On a related note, one of Kloppenberg’s main contributions in Uncertain Victory, as I read it, is to emphasize the centrality of history and historical consciousness to the ideas of the Via Media thinkers. But there was just as much fervent debate over the skeptical implications of historicism among European thinkers during the time period Kloppenberg covers. Of course, he was and is perfectly aware of that fact, as his knowledge of the history of philosophy is expansive. This is no flaw, but it raises a question that I think hasn’t been fully addressed by intellectual historians–the skeptical tensions, and the metaphysical problems that arise when trying to think in terms of the irrational, the contingent, or the practical. Ann Douglas’s Terrible Honesty seems to address the emotional dimensions of this issue, in that she focus on the pain and torture of attempting to stare Truth in the face in light of crushing uncertainty and irrationality. This is a line of inquiry that, it seems to me, should be furthered in future explorations of American thought.
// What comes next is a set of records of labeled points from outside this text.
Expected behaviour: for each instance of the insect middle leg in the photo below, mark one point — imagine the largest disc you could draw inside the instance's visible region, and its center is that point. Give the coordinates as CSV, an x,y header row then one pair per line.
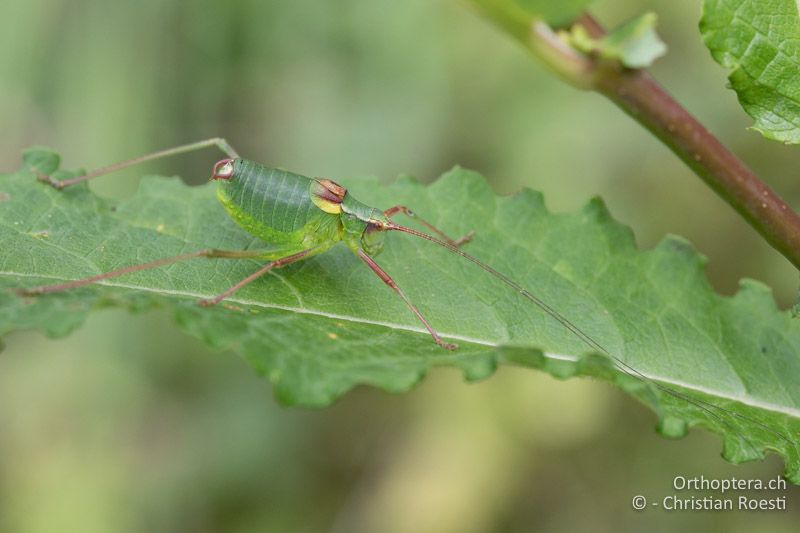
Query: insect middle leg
x,y
219,142
387,279
411,214
283,261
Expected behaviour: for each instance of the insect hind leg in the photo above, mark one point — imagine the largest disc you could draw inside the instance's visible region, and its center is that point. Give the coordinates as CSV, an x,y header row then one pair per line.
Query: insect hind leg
x,y
219,142
387,279
409,213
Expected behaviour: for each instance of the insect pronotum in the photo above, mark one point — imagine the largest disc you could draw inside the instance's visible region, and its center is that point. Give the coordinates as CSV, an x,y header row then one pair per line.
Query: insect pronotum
x,y
315,214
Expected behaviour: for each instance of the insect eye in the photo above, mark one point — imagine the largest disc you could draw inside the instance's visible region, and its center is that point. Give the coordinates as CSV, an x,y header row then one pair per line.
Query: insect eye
x,y
223,170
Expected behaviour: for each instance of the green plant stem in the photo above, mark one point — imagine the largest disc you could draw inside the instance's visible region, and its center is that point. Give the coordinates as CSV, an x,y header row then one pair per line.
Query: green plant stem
x,y
641,97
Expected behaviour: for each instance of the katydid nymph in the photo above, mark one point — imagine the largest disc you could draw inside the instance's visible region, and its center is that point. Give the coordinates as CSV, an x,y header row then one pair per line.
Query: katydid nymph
x,y
300,217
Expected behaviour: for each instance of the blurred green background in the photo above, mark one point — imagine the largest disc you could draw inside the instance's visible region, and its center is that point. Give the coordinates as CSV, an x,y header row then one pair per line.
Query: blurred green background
x,y
130,426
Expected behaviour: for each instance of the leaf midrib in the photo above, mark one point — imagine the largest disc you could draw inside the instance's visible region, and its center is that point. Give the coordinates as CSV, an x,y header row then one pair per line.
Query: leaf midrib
x,y
746,400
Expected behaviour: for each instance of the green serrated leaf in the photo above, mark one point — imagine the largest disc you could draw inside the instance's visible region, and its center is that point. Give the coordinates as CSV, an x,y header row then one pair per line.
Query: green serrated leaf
x,y
320,327
759,40
635,44
516,16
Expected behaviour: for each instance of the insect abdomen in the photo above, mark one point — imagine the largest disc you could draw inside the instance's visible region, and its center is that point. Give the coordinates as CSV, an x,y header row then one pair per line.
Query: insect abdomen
x,y
273,199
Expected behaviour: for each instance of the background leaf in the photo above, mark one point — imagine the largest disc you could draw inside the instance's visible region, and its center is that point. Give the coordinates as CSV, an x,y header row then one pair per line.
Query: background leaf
x,y
318,328
634,44
759,40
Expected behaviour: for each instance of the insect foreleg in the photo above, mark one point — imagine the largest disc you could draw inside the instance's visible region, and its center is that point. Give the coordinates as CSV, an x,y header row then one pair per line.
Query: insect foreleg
x,y
409,213
283,261
387,279
240,254
219,142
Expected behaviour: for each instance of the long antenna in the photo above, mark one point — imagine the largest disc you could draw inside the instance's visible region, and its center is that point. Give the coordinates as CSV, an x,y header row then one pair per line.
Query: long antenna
x,y
589,341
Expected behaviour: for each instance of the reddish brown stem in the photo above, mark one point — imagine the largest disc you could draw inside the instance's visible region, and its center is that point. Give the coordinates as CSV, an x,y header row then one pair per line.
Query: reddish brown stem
x,y
639,95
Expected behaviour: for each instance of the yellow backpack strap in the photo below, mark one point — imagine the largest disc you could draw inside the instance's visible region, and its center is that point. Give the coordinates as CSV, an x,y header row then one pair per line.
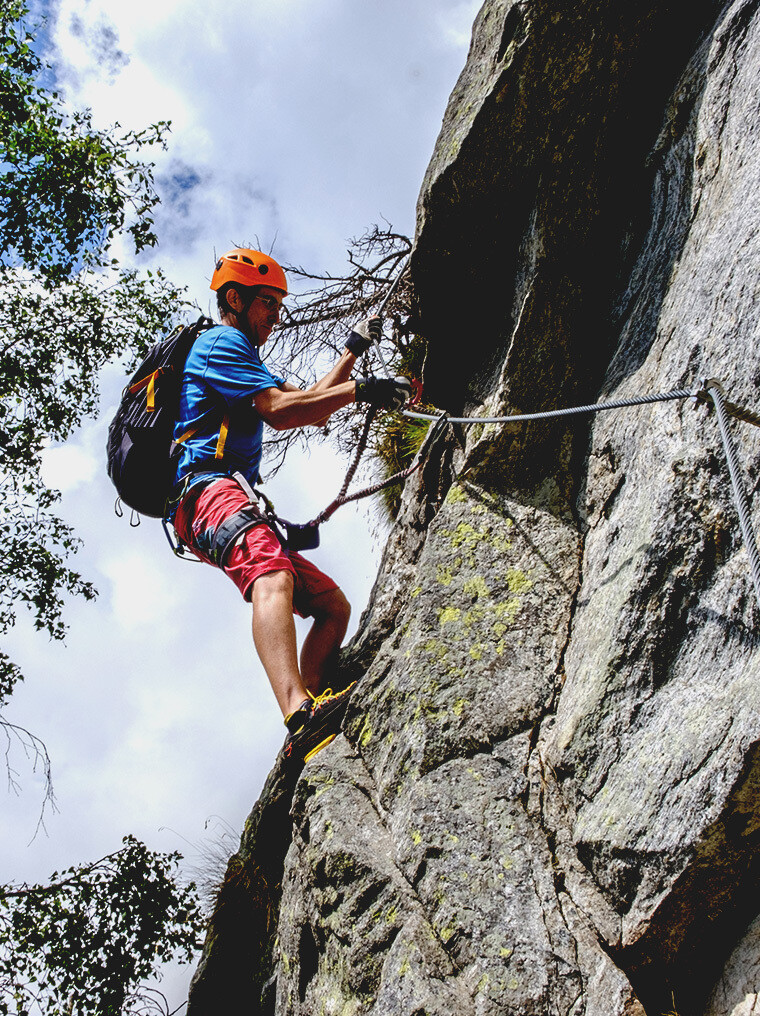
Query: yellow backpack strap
x,y
224,430
149,383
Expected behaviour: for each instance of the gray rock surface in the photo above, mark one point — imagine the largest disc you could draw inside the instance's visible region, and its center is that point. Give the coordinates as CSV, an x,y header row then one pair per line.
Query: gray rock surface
x,y
545,801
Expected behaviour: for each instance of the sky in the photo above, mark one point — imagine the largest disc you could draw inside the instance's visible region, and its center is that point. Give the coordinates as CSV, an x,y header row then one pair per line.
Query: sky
x,y
295,125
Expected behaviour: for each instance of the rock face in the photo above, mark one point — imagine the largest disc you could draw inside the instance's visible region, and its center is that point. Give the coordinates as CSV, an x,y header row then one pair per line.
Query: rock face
x,y
546,799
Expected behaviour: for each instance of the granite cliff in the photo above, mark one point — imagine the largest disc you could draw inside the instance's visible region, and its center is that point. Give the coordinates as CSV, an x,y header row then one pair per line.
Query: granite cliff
x,y
545,801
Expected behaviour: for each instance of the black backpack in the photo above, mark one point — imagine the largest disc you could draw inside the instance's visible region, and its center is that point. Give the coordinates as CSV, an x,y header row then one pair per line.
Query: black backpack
x,y
141,460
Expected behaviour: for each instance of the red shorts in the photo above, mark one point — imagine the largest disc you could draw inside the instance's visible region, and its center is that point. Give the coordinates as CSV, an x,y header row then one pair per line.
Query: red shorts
x,y
257,552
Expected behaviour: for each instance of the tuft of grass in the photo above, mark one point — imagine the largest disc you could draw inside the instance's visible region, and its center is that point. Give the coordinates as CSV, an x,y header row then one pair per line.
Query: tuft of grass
x,y
397,440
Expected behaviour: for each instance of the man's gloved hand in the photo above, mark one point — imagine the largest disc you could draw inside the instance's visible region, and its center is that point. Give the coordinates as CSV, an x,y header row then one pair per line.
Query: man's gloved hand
x,y
386,393
363,334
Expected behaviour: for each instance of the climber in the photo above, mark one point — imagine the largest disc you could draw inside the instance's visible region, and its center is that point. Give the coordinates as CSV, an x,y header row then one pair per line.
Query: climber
x,y
228,394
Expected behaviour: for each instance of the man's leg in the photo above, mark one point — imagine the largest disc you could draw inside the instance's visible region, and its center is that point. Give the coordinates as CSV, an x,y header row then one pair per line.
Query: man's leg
x,y
331,612
274,637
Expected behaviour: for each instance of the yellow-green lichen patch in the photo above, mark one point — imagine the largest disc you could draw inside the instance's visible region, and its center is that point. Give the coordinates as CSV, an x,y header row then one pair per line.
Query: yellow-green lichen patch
x,y
321,785
517,581
436,648
365,735
465,535
455,495
444,575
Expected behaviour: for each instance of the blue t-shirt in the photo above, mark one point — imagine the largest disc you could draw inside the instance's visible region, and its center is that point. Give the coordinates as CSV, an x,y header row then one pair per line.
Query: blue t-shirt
x,y
223,373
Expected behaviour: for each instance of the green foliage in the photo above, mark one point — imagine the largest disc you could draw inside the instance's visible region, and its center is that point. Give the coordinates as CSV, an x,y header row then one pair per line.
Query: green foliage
x,y
66,189
56,341
82,945
397,438
66,192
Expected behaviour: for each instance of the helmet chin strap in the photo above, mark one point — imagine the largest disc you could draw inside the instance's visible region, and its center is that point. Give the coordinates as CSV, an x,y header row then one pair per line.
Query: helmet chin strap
x,y
241,317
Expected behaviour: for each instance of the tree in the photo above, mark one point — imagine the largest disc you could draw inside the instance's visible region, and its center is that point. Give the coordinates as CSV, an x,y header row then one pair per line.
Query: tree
x,y
317,321
85,942
66,192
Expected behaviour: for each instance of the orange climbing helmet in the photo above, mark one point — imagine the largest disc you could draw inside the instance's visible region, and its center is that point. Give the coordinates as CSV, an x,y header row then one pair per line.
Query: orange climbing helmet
x,y
249,268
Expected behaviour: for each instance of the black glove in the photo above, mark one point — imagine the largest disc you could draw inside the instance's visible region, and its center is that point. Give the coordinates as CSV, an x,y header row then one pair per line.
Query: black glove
x,y
386,393
363,334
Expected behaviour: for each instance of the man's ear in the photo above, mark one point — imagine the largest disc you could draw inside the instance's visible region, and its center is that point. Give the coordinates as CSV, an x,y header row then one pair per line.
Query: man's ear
x,y
234,300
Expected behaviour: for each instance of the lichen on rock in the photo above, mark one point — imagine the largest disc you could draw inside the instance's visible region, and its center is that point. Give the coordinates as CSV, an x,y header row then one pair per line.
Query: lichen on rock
x,y
545,800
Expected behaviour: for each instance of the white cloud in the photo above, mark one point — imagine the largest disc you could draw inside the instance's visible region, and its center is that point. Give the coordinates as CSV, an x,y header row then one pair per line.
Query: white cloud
x,y
68,466
143,594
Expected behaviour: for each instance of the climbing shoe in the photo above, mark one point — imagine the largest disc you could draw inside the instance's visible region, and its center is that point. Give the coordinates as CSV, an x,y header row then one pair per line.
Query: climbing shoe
x,y
319,727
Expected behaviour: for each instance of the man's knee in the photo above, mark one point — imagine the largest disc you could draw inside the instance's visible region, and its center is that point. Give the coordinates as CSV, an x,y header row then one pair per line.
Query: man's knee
x,y
332,606
273,583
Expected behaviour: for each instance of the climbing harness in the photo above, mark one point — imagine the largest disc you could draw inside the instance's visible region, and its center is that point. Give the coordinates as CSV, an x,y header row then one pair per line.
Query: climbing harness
x,y
306,535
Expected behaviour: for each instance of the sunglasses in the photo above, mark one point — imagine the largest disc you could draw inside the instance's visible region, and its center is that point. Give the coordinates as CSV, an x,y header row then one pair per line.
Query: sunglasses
x,y
271,303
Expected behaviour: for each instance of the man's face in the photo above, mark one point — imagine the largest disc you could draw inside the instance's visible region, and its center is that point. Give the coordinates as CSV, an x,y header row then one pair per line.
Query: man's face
x,y
263,313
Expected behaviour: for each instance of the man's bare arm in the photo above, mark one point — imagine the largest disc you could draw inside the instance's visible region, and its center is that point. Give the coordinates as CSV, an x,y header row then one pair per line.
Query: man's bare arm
x,y
288,407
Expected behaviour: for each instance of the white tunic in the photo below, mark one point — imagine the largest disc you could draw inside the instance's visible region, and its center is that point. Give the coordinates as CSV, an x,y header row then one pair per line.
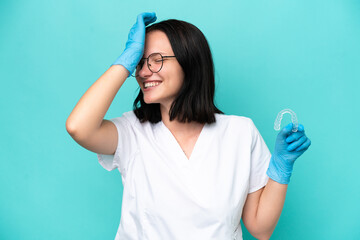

Just wanted to mention Brenda Wineapple’s Ecstatic Nation, which somewhat overlaps the time period here.
Thanks, Shelley!
Andy: I haven’t read either book. Is it possible that Kloppenberg was using a different set of English/UK intellectuals from which to make his point? Or is there considerable crossover in terms of evidence? Was Rose focused on a set of “middling” thinkers that Kloppenberg missed, such that UK is a peculiar exception? …Aside: There’s an irenic/ironic pun in here that I can’t quite pull together. – TL
Tim,
That’s a really important consideration. Most if not all of the British intellectuals that Kloppenberg treats in UV are present and discussed in Rose, but the nature of the two books is very different: Rose glides through a roster of dozens of intellectuals and really gives no one the kind of patient, in-depth, brilliantly reconstructive treatment that Kloppenberg gives to his primary figures. So the angle of vision is very different, but I’m not sure that alone accounts for the different emphases/interpretations of the two books.
Erik,
Thanks so much for your comment, and for bringing Ann Douglas in here as well, who is a great interlocutor, as much in her earlier Feminization of American Culture. I’m not sure I completely understand your argument, though: that Kloppenberg (like Douglas) urges us to confront the problem of (and the existential angst of) skepticism within US intellectual history more squarely, or that Kloppenberg does not give skepticism its due, but rather presents it as a sort of veneer overlaying his thinkers’ truer devotion to practicality?